Clarifying the user’s intent is one of the areas where, I think, Google currently fails; and where a lot of companies try to innovate. Ask launched Ask3D in 2007; Yahoo! launched Search Assist and more recently Glue Pages. And tons of startups are trying to find some solutions to this problem, and Kosmix is one of them. As described on TechCrunch:
Kosmix, until now a vertical search engine for information about health, automobiles and travel, transformed itself into a universal search engine for all subjects earlier today during a general redesign. […] Now when users conduct keyword searches on Kosmix (much as they would on a traditional search engine like Google or Ask), they are presented with mashups of results from a variety of sources. Unlike Mahalo, Kosmix itself doesn’t publish any of the content it displays. Rather, it pulls it all from services like Flickr, Google, Wikipedia, TheFind, Yahoo Answers, Amazon, Truveo, and YouTube.
For shopping-enabled queries, Kosmix aggregates content from Shopping.com, TheFind, Yahoo! Shopping, eBay, Amazon… Quite an impressive list of data sources for a big mash-up… But where Kosmix brings value is in its “Related in the Kosmos” module.
Search for “Samsung” on Kosmix:
Kosmix understands that “Samsung” is a brand focused on semiconductors, so it suggests related companies (like Sanyo or Nec). It also highlights the areas where Samsung is successful/popular: consumer electronics, electronics, and – getting into the details – mobile phones. For mobile phones, we get a list of popular mobile phones produced by Samsung, but also some generic searches regarding mobile.
Search for “Apple” on Kosmix:
For “Apple”, we got the Apple company and a list of products / technologies from this company; but also some grocery items related to the “apple” fruit (but we miss the Apple record company from the Beatles ;) )

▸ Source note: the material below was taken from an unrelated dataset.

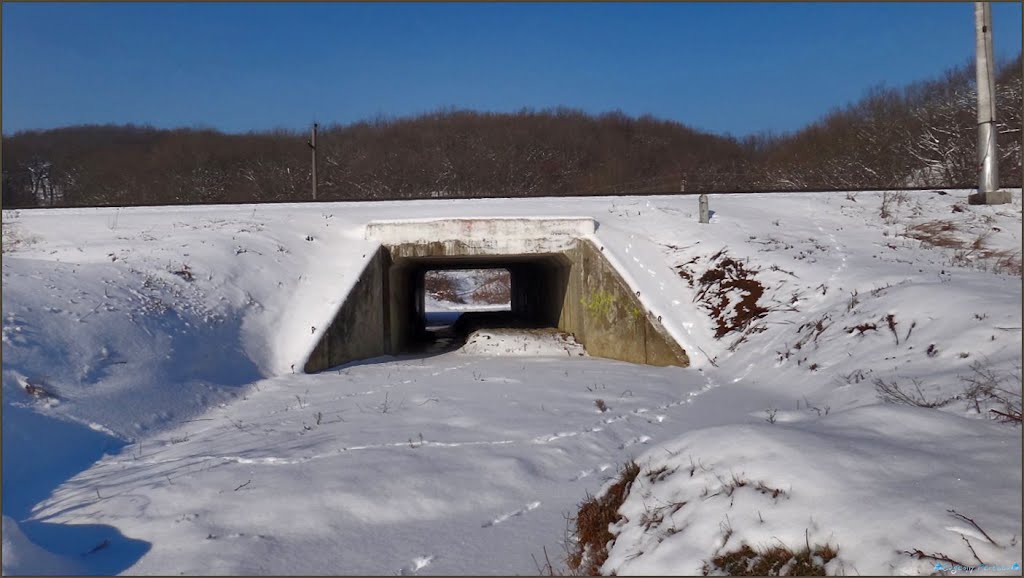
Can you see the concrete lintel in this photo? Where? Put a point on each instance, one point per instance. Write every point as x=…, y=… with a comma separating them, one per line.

Search for “Nintendo wii” on Kosmix:
For “nintendo wii”, we have a list of Nintendo consoles, video games for the Wiii, generic items regarding video games industry…
I believe Kosmix comes with an impressive solution to clarify user’s intent when searching, and I hope they will expose those data through APIs. That could be a clever way for english-based CSEs or retailers to improve the findability on their sites.